# DLNA streaming help



## twicksisted (Nov 12, 2011)

I want to stream movies/music from my main storage PC in my home office to the HTPC in my home cinema room to view on my projector.

My HTPC in the cinema room has Cyberlink PowerDVD 11 and should see my storage PC's media files through DLNA but dosent. My movie files are on a storage drive (D on my main PC and although DLNA see's my that PC it cannot see this D: drive on it using DLNA. How do I set it up to see this storage drive and access the files through DLNA?


The computers are networked together and can see eachothers drives fine using explorer, its just the DLNA feature in PowerDVD11 that cannot see all of the drives on my main PC and only has access to predetermined folders on my main PC's C:


----------



## newtekie1 (Nov 12, 2011)

what are you using to provide the dnla support on the main pc? I find the built in options lacking, I suggest trying tversity, it easily let's you pick what folders/drives are broadcast via dlna.


----------



## twicksisted (Nov 12, 2011)

Thank you, I'll have a look at that program.
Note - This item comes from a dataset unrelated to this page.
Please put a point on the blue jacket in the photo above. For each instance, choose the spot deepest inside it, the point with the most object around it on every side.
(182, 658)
I just assumed that external media devices used DLNA to communicate with other devices and that it would be built in or a part of windows.


----------



## Solaris17 (Nov 12, 2011)

I also recomend tversity and or ps3 media server. as for services ill try to remember what i needed to enable for DLNA but for one make sure SSDP discovery services is started and automatic. tcp/ip netbios helper, UPnP device host, windows media player network sharing, (also make sure what you want to share is recognized by the media library and that the media player is set to share.


----------